Logical State

Logical state is the part of an item that is:

  • Implementor / user definable
  • Controllable by automation
  • Deterministic

Uses

There are three uses of logical state:

  1. Representing current state.
  2. Representing goal state.
  3. Computing state difference.
let params = data.params();

// `dest` references the actual item that is being managed.
// e.g. calculate content hash of actual file being written to.
let state_current = params.dest().read();

// `src` references the *specification* of what the item is intended to be.
// e.g. retrieve content hash from a source file.
let state_goal = params.src().read();

// We can only compute the `diff` when both `src` and `dest` are available.
let state_diff = state_goal - state_current;

Discovery Constraints

In an item's parameters, there must be the following categories of information:

  • src: information of what the item should be, or where to look up that information.

    Thus, src is a reference to where to look up state_goal.

  • dest: reference to where the actual item should be.

    dest is a reference to where to push state_current.

Both src and dest may reference resources that are ensured by predecessor items. Meaning sometimes state_goal and state_current cannot be discovered because they rely on the predecessors' completions.

Examples

  • A list of files in a zip file cannot be read, if the zip file is not downloaded.
  • A file on a server cannot be read, if the server doesn't exist.
  • A server cannot have a domain name assigned to it, if the server doesn't exist.

Implications

  • If dest is not available, then state_current may simply be "does not exist".

  • If src is not available, and we want to show state_goal that is not just "we can't look it up", then src must be defined in terms of something readable during discovery.

  • If that is not possible, or is too expensive, then one or more of the following has to be chosen:

    1. Item::state_goal functions have to always cater for src not being available.

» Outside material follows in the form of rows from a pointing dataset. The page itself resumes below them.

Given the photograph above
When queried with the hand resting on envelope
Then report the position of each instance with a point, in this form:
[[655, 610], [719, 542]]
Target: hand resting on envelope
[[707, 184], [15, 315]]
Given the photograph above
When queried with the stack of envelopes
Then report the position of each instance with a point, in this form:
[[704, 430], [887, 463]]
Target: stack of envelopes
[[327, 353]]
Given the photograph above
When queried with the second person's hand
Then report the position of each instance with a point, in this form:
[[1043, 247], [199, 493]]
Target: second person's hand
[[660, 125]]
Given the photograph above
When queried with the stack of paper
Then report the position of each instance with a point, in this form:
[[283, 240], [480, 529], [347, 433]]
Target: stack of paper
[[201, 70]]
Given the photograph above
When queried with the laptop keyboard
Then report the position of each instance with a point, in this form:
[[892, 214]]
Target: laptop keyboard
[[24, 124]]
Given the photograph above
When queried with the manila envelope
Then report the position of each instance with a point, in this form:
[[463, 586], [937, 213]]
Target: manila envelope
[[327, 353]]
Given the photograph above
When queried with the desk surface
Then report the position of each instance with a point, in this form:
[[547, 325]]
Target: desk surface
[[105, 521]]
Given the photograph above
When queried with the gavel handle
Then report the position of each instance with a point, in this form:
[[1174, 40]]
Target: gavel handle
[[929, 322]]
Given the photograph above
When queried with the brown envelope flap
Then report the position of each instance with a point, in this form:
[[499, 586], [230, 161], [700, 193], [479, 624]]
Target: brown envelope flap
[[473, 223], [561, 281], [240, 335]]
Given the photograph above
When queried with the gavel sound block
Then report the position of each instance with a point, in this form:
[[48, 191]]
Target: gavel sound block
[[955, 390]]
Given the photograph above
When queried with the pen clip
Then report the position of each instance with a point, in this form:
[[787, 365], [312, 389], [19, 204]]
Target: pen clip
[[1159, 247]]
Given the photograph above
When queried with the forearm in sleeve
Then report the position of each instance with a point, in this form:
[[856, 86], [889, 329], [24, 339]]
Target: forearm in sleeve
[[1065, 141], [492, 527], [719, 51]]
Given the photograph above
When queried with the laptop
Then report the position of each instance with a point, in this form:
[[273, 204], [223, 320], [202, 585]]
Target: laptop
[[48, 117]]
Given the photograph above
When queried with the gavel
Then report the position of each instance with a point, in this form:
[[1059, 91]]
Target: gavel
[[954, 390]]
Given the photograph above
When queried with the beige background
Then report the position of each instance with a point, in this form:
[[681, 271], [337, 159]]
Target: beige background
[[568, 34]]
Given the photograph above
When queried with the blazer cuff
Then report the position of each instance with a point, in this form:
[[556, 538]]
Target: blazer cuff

      It incurs mental effort to always cater for src not being available – i.e. implementing an item would need knowledge beyond itself.

    2. the peace framework defaults to not running state_current_fn for items that have a logical dependency on things that Item::apply_check returns ExecRequired

      For this to work, when the current state is requested, peace will:

      1. For each non-parent item, run state_current, state_goal, state_diff, and apply_check.
      2. If apply_check returns ApplyCheck::ExecNotRequired, then successor items can be processed as well.
    3. state_current could return Result<Option<Status>, E>:

      • Ok(None): State cannot be discovered, likely because predecessor hasn't run

      • Ok(Some(State<_, _>)): State cannot be discovered.

      • Err(E): An error happened when discovering state.

        May be difficult to distinguish some cases from Ok(None), e.g. failed to connect to server, is it because the server doesn't exist, or because the address is incorrect.

        Should we have two state_currents? Or pass in whether it's being called from Discover vs Ensure – i.e. some information that says "err when failing to connect because the predecessor has been ensured".

    Option 2 may be something we have to do anyway – we will not be able to provide current state to run Item::apply for successors for the same reason.

    Option 3 may coexist with option 2.

    Note: State discovery may be expensive, so it is important to be able to show a stored copy of what is discovered.